Employees who have the use of a company car may sometimes use the vehicle for personal use – this is a fringe benefit which must be taxed by adding it to the employee’s PAYE each month. If you have an employee who has been assigned a company car this taxation process is essential in order to comply with SARS regulations. Here is a quick guide to the taxation of personal use on company vehicles:
Defining Personal Use
Before any calculations can be made, it is important to understand what personal use of a company car means as far as SARS is concerned. If an employee uses the vehicle for any purpose which does not involve the business, for example driving from home to work, fetching his or her children from school during lunch hour, or collecting a personal package from the post office, the vehicle is understood to have been used for personal purposes.
Personal Use and PAYE
The PAYE taxation for personal use of a company vehicle is calculated according to the number of kilometres that were used up on personal trips during a given month. The PAYE calculation works as follows:
- Calculate the fringe benefit value: The determined value of the car x 3.5% per month.(The determined value of the car is the full price paid including VAT plus the value of the motor plan, if there is one. Finance charges are NOT included).

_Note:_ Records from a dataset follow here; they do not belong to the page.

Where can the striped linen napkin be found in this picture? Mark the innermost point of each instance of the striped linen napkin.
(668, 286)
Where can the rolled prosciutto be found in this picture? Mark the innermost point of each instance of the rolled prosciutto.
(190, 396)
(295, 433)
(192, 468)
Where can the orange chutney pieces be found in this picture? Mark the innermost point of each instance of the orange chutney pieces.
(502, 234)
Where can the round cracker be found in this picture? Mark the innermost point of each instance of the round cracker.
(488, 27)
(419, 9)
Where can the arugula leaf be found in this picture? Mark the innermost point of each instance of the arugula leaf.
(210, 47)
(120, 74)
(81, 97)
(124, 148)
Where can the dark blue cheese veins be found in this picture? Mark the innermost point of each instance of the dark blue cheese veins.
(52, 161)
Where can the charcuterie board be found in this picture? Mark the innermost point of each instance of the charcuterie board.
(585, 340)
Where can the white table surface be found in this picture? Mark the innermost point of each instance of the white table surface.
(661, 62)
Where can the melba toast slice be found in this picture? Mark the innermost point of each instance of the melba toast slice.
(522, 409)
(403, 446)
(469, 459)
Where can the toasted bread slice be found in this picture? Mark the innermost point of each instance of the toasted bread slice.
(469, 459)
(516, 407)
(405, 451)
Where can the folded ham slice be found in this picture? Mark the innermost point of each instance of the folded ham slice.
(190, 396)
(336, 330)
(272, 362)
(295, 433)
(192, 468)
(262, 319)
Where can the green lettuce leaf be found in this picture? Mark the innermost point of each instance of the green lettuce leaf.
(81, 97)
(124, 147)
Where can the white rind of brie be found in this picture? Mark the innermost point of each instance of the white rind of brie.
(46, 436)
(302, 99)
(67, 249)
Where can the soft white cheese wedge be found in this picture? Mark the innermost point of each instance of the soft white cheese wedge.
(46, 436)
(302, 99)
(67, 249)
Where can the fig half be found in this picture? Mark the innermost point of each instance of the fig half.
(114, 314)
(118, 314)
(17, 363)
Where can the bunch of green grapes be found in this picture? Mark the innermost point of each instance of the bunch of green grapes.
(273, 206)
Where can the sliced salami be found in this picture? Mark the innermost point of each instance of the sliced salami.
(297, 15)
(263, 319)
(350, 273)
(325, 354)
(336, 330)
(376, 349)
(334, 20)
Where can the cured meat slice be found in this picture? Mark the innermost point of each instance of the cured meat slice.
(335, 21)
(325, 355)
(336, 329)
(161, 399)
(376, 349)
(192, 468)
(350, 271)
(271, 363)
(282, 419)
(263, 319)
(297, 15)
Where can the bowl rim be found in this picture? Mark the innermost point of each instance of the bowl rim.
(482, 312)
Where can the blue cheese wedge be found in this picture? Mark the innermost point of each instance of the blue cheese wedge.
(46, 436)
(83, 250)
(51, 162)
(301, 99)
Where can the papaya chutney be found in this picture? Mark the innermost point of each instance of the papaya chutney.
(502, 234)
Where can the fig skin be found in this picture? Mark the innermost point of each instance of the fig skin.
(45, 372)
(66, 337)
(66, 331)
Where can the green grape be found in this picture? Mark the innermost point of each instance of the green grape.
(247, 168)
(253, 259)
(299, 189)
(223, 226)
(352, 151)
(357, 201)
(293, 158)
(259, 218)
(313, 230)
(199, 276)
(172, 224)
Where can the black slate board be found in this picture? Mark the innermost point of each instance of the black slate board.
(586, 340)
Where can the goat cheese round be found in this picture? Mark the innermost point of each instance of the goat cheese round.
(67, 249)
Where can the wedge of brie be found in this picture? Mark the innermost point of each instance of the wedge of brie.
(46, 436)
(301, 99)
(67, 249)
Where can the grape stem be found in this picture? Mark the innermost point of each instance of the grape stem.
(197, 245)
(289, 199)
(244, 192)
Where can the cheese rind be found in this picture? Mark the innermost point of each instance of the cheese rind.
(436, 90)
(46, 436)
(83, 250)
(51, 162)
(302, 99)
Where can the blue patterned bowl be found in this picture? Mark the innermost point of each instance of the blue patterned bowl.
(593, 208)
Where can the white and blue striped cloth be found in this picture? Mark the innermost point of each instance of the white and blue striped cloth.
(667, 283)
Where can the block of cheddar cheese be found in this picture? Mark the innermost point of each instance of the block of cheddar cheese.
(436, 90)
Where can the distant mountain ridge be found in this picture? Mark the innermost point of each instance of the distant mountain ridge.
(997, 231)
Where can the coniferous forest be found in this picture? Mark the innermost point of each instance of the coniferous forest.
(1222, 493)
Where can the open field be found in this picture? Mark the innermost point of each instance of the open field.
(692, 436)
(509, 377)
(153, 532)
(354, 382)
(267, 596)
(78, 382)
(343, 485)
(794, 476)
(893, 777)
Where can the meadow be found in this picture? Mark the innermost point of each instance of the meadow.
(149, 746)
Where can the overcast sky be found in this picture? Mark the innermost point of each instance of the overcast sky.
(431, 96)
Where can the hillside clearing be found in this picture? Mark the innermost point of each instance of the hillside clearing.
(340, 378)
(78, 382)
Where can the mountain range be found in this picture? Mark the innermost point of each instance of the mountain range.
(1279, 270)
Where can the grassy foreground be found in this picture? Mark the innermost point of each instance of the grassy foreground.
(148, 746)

- PAYE is equal to 80% of the fringe value.
- The PAYE is deducted monthly from the employee’s salary
(For example, a company vehicle valued at R500 000 would have a monthly fringe value of R17 500. 80% of this amount is equal to R14 000.
If an employee uses the vehicle for unlimited personal use, the full amount (R14000 in this case) should be deducted monthly. However, if the vehicle is used for personal purposes very rarely, the employee should keep a log book to prove this, and the amount deducted will be calculated according to the % of monthly kilometres used for personal use.